Exploring the world of lucid dreaming can be breathtaking. Dream worlds are filled with ever changing beauties. While traveling in a lucid dream there is no waiting in lines. Dream travel is cheaper and the experiences can be ever more profound than any waking life traveling could ever be.
Exploring your fears is also better to do within a lucid dream. You can conquer your fears without any physical damage in the process. One such example of this would be someone who is afraid of heights. Such a person could jump off a cliff over and over until the fear has subsided, without suffering the obvious waking life trauma of the actual event.
One of the other benefits of being a lucid dreamer is the ability to rehearse for waking life activities. The dream world is so convincing the average dreamer often mistakes it for the real or waking world. With such realism, you could use this median as a place to sharpen skills.
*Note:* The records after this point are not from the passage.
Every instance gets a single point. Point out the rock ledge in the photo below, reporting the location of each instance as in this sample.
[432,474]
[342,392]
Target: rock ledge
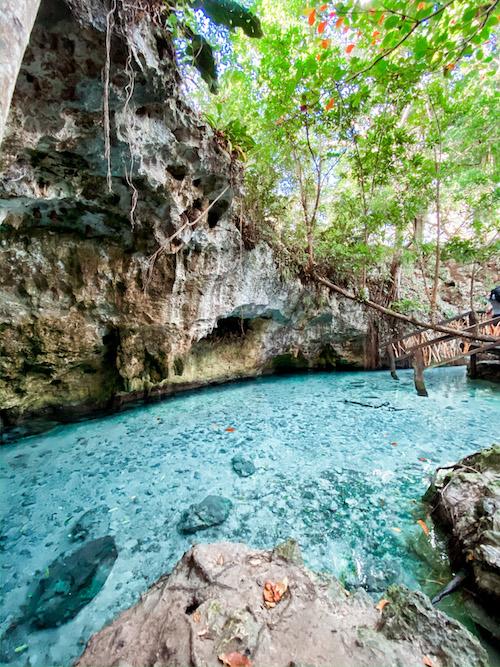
[212,603]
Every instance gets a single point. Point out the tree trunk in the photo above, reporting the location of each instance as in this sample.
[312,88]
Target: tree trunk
[418,373]
[418,229]
[16,21]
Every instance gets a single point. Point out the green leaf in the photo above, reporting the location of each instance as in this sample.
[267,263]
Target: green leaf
[420,47]
[469,14]
[20,649]
[201,55]
[230,14]
[392,22]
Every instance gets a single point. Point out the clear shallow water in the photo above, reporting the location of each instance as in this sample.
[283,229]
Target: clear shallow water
[342,479]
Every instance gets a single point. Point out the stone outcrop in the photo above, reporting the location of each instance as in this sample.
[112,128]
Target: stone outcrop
[109,295]
[212,605]
[465,501]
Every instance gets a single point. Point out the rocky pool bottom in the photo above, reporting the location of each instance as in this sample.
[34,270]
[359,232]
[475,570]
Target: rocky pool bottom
[337,461]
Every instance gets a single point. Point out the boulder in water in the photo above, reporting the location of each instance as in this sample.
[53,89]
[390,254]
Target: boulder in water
[71,582]
[212,604]
[212,511]
[91,524]
[465,501]
[242,466]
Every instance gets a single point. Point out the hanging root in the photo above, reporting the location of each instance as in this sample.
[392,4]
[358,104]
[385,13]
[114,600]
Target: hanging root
[110,23]
[164,247]
[129,89]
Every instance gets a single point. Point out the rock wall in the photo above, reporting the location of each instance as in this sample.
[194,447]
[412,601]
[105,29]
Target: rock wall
[137,282]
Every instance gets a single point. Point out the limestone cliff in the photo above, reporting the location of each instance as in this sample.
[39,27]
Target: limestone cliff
[92,313]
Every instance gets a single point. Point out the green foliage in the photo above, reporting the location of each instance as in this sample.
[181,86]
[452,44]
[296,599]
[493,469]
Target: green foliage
[231,14]
[365,108]
[408,306]
[199,51]
[201,56]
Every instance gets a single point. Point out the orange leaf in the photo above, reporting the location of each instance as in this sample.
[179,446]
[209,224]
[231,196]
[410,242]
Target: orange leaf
[381,604]
[235,660]
[423,525]
[274,592]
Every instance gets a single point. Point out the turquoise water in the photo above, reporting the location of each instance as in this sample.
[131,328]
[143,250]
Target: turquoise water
[343,479]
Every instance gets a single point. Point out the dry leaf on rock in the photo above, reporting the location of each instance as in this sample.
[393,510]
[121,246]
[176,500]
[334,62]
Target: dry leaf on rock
[273,592]
[423,525]
[381,604]
[235,659]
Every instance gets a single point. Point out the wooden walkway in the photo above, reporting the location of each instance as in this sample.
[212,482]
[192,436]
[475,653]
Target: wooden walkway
[426,348]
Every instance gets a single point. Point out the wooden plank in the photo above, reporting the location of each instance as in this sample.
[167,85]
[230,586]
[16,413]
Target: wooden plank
[472,350]
[495,321]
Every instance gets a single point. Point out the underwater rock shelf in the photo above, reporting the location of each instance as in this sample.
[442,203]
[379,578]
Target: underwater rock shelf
[344,480]
[213,606]
[465,501]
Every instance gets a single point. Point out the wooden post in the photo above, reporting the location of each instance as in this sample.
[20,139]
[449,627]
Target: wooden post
[473,357]
[392,362]
[417,361]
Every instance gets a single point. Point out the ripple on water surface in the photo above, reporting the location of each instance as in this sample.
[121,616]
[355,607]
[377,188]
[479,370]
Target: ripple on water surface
[342,479]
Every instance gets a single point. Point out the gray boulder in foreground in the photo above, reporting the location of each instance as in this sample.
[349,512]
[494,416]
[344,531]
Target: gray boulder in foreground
[465,501]
[212,604]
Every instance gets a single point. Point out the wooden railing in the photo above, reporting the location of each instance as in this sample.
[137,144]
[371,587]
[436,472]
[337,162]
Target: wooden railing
[427,348]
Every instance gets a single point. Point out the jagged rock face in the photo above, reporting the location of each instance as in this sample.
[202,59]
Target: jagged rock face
[212,604]
[465,499]
[91,314]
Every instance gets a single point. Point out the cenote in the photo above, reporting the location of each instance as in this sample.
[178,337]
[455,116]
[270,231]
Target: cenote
[343,479]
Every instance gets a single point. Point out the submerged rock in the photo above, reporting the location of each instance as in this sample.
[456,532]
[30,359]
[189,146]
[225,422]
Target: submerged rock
[92,524]
[212,603]
[212,511]
[71,582]
[465,501]
[242,466]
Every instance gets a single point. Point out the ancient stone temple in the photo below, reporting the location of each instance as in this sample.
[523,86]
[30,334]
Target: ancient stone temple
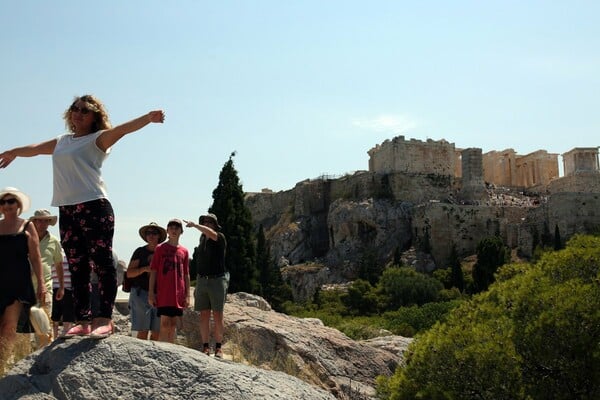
[507,168]
[413,156]
[581,159]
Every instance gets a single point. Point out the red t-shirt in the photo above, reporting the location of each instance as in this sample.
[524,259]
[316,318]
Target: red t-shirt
[172,267]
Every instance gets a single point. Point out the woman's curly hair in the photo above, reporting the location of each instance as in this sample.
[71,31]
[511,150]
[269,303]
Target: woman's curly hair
[101,120]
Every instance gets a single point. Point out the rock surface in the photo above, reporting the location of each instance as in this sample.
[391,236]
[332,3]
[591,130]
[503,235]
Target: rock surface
[302,347]
[121,367]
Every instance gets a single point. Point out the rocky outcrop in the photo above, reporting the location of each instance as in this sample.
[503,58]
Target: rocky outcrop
[302,347]
[121,367]
[334,223]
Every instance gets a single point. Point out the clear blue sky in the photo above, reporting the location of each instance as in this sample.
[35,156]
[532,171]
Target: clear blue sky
[297,88]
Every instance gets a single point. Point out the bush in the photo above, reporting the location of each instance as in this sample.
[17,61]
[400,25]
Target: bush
[535,334]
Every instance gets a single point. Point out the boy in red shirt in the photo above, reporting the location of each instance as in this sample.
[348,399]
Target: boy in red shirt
[169,288]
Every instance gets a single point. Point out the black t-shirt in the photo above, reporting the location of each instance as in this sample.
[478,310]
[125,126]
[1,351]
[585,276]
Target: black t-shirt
[209,255]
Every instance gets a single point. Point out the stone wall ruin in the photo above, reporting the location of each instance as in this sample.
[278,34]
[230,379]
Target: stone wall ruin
[500,168]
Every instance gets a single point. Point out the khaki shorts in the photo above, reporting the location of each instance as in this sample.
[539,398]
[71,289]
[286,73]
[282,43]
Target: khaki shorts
[210,293]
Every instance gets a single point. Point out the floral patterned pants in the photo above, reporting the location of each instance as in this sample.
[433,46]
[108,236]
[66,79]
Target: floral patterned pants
[86,233]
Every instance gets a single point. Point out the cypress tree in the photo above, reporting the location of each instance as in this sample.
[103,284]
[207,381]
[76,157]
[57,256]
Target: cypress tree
[457,278]
[236,220]
[557,240]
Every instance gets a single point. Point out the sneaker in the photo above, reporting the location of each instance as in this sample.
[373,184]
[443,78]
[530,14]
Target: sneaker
[78,330]
[102,331]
Someone for example who the following day has planed to give an oral presentation, could practice that presentation within the dream. It would then be possible to analyze the weak and strong points of his or her presentation. Other obvious applications include the dream practicing and rehearsal of physical activities such as sports. This allows for the creation and/or development of a mental model, from which can be drawn from when in the waking participation of the actual activity. Lucid dreaming can be extremely powerful for motor skill enhancement. This is not only true because of the vividness of the imagery, but also because the "physiological nature of REM sleep is ideal for establishing neural patterns without actual movement."
Possibly one of the most beneficial aspects of a lucid dream is the exploration of one's self. Since a dream is the creation of your mind, it is an excellent playground for getting to truly know yourself. You can use a lucid dream to explore a nightmare for example. And since no actual physical trauma can result from dreaming, a lucid dreamer may seek to explore anything that is frightening. There are no limitations to the terror of the mind, therefore this can be an easy goal to reach.
Exploring nightmares and the other dreadfully frightening creations of the dream worlds has its benefits. For example, you could analyze a frightening experience from within a lucid dream itself. This would then allow you to find out what you find frightening. The understanding of what and why you finds things frightening in the dream world, has obvious ties to disturbing and frightening things in waking life. This understanding could unchain your waking mind from previous restraints which you were unaware of, leading possibly to a more active and broader participation in your waking life.
Another extremely beneficial aspect which a lucid dreamer could explore is the process of healing. From within a lucid ream you could see and converse with deceased loved ones. This would than allow you to say or do the things you never had the chance to say or do during the life of the deceased. Most people believe that these experiences from within lucid dreams are only a creation of their own mind, however they still feel a great sense of closure and healing afterwards.
In dealing with such aspects as death, lucid dreamers may wish to find the deeper meanings behind the spiritual aspects of their life. This may lead them to search out their representation of a higher form. God, The Divine, and many others, are examples of one's higher form. The journey and eventual encounter with one's higher form can then lead to a sense of wholeness and feeling of great peace and balance upon awakening. These feelings have been said to last several days, being matched by no other experience.